Question

A small girl of height 1m can just see her image in a vertical plane mirror 4m away from her. Her eyes are 0.92m from the floor. In order that she sees her full image in the mirror, the shortest vertical dimension of the mirror is
(A)$0.50m$
(B)$0.70m$
(C)$0.46m$
(D)$0.56m$

Answer 1

The minimum length of the mirror will be the length of the mirror which is sufficient to make the light through the head and feet of the person reach the person’s eyes. Angle of incidence and angle of reflection are the same in magnitude.

Formula used:
$\angle i = \angle r$
$\angle i$is angle of incidence and $\angle r$is angle of reflection.

Complete Step-by-step solution:

In the figure,
AB is the girl, PQ is the mirror, A is the topmost point on her head, B is the bottom-most part of her feet which are on the ground, C is the point on AB where her eyes are located, P and Q are the endpoints of the mirror.

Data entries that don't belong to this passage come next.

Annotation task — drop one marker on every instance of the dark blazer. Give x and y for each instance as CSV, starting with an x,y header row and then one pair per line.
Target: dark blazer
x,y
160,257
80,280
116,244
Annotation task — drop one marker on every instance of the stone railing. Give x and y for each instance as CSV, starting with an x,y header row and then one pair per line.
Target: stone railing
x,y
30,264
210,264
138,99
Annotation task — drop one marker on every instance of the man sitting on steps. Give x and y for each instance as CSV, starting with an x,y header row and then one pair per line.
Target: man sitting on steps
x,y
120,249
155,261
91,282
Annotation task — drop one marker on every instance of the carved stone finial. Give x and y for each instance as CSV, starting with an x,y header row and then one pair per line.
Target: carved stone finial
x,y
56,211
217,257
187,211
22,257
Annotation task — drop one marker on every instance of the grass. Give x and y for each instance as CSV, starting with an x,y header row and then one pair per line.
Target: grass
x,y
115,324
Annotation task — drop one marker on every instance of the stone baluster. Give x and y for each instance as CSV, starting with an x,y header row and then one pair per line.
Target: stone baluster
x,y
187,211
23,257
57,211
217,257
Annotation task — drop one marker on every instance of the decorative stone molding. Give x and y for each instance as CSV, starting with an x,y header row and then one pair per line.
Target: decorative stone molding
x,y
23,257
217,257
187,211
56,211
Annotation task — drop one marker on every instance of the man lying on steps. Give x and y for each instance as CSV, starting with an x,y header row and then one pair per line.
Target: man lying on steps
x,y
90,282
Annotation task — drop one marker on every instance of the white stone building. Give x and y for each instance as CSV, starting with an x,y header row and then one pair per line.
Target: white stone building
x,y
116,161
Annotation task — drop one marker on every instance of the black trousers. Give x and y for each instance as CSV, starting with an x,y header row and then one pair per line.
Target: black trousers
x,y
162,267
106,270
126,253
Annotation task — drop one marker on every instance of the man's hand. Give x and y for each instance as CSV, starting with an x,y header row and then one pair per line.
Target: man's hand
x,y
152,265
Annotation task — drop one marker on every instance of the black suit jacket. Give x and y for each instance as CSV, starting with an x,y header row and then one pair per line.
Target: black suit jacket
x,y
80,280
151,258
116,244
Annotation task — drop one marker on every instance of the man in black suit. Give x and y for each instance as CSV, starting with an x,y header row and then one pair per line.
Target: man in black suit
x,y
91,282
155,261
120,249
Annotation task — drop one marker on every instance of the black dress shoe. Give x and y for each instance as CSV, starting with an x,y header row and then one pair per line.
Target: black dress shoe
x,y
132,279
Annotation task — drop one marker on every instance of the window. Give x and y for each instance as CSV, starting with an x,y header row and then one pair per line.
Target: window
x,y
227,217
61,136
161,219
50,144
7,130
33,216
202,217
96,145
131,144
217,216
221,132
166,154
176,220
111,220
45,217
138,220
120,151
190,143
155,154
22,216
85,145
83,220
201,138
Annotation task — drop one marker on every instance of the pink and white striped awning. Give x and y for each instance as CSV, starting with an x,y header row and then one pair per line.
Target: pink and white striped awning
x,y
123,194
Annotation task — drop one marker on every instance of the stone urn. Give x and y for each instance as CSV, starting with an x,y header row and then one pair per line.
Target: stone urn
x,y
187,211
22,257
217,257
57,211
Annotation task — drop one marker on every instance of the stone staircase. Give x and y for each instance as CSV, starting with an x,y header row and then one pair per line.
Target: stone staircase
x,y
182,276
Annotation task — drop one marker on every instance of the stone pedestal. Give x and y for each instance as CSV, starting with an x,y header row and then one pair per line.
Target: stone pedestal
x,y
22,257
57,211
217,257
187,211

E and D are the points of intersection of the line representing the girl and the normal from the point where light through the head and feet of the person reach the person’s eyes i.e. line perpendicular to PQ from P and Q.
$AB = 1m$, $PE = QD = 4m$, $BC = 0.92m$
$\Rightarrow \angle i = \angle r$
$\angle i$is angle of incidence and $\angle r$is angle of reflection.
Hence,
$\angle APE = \angle EPC = x$ and $\angle DQC = \angle BQD = y$
$\Rightarrow AB = AC + BC$
So,$AC = 0.08m$
We can assert that $\tan x = \dfrac{{AE}}{{EP}}$
Similarly,
In $\Delta CPE$,$\Delta BQD$ and$\Delta DQC$ that $\tan x = \dfrac{{CE}}{{EP}}$,$\tan y = \dfrac{{BD}}{{DQ}}$,$\tan y = \dfrac{{CD}}{{DQ}}$
From the above equations, we can assert that,
$AE = CE = a$ and $BD = CD = b$
From the figure, we can assert that the minimum length of the mirror is $a + b$.
$a = \dfrac{1}{2}AC = 0.04m$ and $b = \dfrac{1}{2}BC = 0.46m$
Hence,
$a + b = 0.50m$

The correct answer is (A)$0.50m$

Note:
In a right angle triangle $\Delta ABC$ right angled at B then $\tan (\angle C)$ will be equal to $\dfrac{{AB}}{{BC}}$. The above question is a very popular question hence one must remember that the minimum length of mirror required is half the height of the person viewing in the mirror.